I'm trying to index a large JSONB column based on a text field (with an ISO date string). This index works fine using = but is ignored if I use a > condition.
create table test_table (
id text NOT null primary key,
data jsonb,
text_test text
);
Then I add a bunch data to the jsonb column. And to ensure my JSON is valid, extract/copy the value I'm interested in from the JSONB column into another text column to test against too.
update test_table set text_test = (data->>'dueDate');
A quick sample shows it's good ISO formatted date strings:
select text_test, (data->>'dueDate') from test_table limit 1;
-- 2020-08-07T11:59:00 2020-08-07T11:59:00
I add btree indexes to both the JSONB and the text_test copy column. I tried adding one with explicit '::text' casting, as well as one with 'text_pattern_ops'.
create index test_table_duedate_iso on test_table using btree(text_test);
create index test_table_duedate_iso_jsonb on test_table using btree((data->>'dueDate'));
create index test_table_duedate_iso_jsonb_cast on test_table using btree(((data->>'dueDate')::text));
create index test_table_duedate_iso_jsonb_cast_pattern on test_table using btree(((data->>'dueDate')::text) text_pattern_ops);
Now if I query an exact value, explain shows it using the 'cast' version of the index.

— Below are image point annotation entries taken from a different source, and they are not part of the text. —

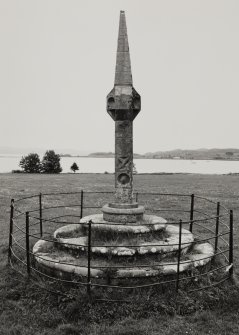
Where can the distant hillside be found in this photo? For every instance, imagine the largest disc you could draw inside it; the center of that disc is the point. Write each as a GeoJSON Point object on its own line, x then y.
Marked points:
{"type": "Point", "coordinates": [110, 154]}
{"type": "Point", "coordinates": [228, 153]}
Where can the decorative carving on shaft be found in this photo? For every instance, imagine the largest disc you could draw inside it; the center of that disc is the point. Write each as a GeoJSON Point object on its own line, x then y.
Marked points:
{"type": "Point", "coordinates": [123, 105]}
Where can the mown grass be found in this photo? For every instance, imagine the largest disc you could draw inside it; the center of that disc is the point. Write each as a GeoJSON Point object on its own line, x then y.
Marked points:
{"type": "Point", "coordinates": [27, 309]}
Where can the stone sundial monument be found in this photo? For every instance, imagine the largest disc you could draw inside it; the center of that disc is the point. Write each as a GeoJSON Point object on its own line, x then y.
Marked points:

Good.
explain select * from test_table where (data->>'dueDate') = '2020-08-07T11:59:00';
"-> Bitmap Index Scan on test_table_duedate_iso_jsonb_cast (cost=0.00..10.37 rows=261 width=0)"
But if I try it with a >, it does a very slow full scan.
explain analyze select count(*) from test_table where (data->>'dueDate') > '2020-04-14';
--Aggregate (cost=10037.94..10037.95 rows=1 width=8) (actual time=1070.808..1070.813 rows=1 loops=1)
-- -> Seq Scan on test_table (cost=0.00..9994.42 rows=17409 width=0) (actual time=0.069..1057.258 rows=2930 loops=1)
-- Filter: ((data ->> 'dueDate'::text) > '2020-04-14'::text)
-- Rows Removed by Filter: 49298
--Planning Time: 0.252 ms
--Execution Time: 1070.874 ms
So just to check my sanity, I do the same query against the text_test column, it uses it's index as desired:
explain analyze select count(*) from test_table where text_test > '2020-04-14';
--Aggregate (cost=6037.02..6037.03 rows=1 width=8) (actual time=19.979..19.984 rows=1 loops=1)
-- -> Bitmap Heap Scan on test_table (cost=77.76..6030.14 rows=2754 width=0) (actual time=1.354..11.007 rows=2930 loops=1)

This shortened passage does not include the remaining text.